The above are not considered blinded if the treatment group can be identified in >20% of participants because of the side effects of treatment.

Intention‐to‐treat

  • Yes ‐ specifically reported by the authors that intention‐to‐treat analysis was undertaken and this was confirmed on study assessment.

  • Yes ‐ not stated, but confirmed on study assessment.

  • No ‐ not reported and lack of intention‐to‐treat analysis confirmed on study assessment (patients who were randomised were not included in the analysis because they did not receive the study intervention, they withdrew from the study, or were not included because of protocol violation).

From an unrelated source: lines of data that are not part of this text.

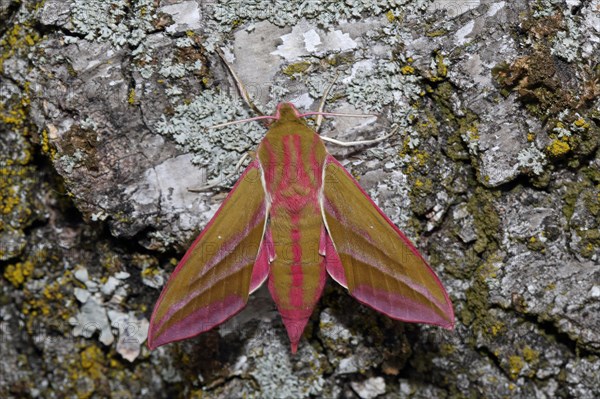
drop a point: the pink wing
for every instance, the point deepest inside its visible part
(367, 254)
(225, 263)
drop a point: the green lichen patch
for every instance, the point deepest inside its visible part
(296, 69)
(17, 41)
(545, 86)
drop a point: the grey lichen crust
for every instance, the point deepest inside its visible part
(106, 117)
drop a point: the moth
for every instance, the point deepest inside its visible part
(295, 216)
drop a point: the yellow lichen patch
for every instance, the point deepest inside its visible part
(390, 16)
(18, 273)
(530, 355)
(515, 364)
(407, 70)
(581, 123)
(558, 148)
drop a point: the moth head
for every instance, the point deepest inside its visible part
(287, 112)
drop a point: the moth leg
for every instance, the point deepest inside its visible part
(360, 142)
(323, 99)
(240, 85)
(217, 181)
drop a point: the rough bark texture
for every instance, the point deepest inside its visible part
(495, 174)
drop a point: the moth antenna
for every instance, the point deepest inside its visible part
(240, 85)
(255, 118)
(323, 99)
(336, 114)
(360, 142)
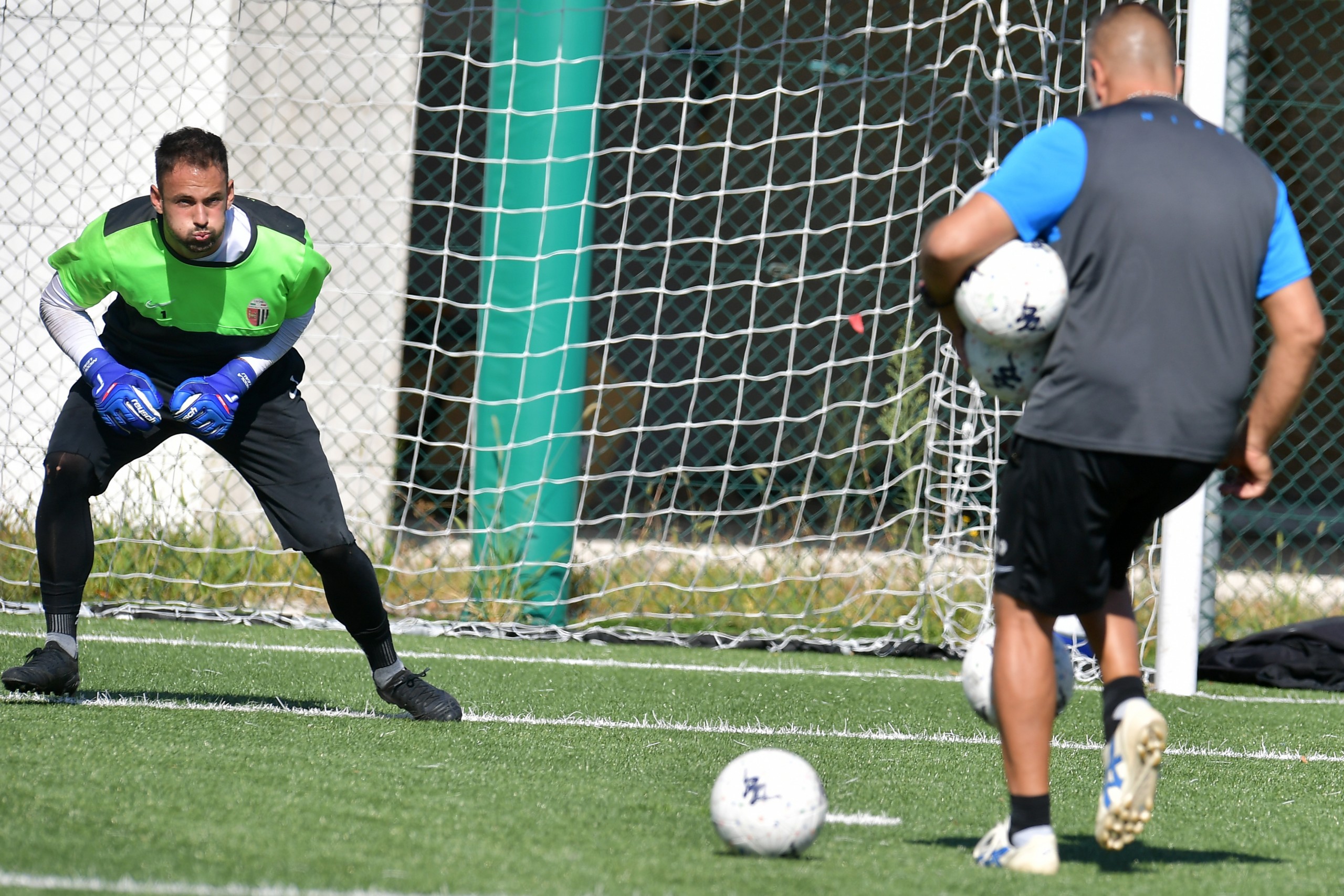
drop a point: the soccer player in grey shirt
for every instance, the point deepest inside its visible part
(1171, 233)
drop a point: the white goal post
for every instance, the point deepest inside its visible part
(1187, 531)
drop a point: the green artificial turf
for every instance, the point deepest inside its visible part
(252, 798)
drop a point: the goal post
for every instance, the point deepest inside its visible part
(1186, 532)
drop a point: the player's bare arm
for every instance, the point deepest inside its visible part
(1299, 327)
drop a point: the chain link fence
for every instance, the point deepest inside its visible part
(1278, 558)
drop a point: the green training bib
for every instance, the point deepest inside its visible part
(123, 251)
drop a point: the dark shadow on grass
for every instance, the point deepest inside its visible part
(200, 698)
(733, 853)
(1084, 851)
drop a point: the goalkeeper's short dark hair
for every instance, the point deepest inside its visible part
(191, 145)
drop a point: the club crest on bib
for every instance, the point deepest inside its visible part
(257, 312)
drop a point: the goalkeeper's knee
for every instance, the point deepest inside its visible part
(69, 477)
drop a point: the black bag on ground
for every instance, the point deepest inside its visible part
(1308, 656)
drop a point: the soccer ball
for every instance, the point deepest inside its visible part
(769, 803)
(978, 676)
(1016, 296)
(1007, 374)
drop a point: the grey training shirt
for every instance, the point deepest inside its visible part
(1170, 229)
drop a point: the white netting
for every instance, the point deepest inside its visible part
(776, 434)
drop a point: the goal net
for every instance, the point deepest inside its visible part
(776, 440)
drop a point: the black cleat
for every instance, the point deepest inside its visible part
(409, 691)
(49, 669)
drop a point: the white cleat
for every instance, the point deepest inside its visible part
(1131, 762)
(1038, 856)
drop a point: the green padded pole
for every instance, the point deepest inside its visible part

  • No ‐ stated but not confirmed upon study assessment.

  • Not stated.

Completeness of follow‐up
Per cent of patients excluded or lost to follow‐up.

Data analysis
For dichotomous outcomes the results will be expressed as relative risk (RR) with 95% confidence intervals (CI). Data will be pooled using the random effects model but the fixed effect model will also be analysed to ensure robustness of the models chosen and susceptibility to outliers. Where continuous scales of measurement are used to assess the effects of treatment, the weighted mean difference (MD) will be used, or the standardised mean difference (SMD) if different scales have been used. Heterogeneity will be analysed using a chi‐squared test on N‐1 degrees of freedom, with an alpha of 0.05 used for statistical significance, and with the I2 test.

Subgroup analysis
We plan to explore the following.
1) Adults (>18 years old) versus children.
2) Target temperature reduction (35 to 36.5ºC versus placebo and 36.5 to 37.5ºC versus placebo).
3) Achieved temperature reduction (35 to 36.5ºC versus placebo and 36.5 to 37.5ºC versus placebo).
4) Duration of temperature reduction.
5) Time from injury to intervention.

Subgroup analysis will be used to explore possible sources of heterogeneity. Adverse effects will be tabulated and assessed with descriptive techniques, as they are likely to be different for the various interventions being assessed. Where possible, the risk difference with 95% CI will be calculated for each adverse event, compared to no treatment.

Assessment of reporting bias
We will investigate the presence of reporting (publication) bias using funnel plots.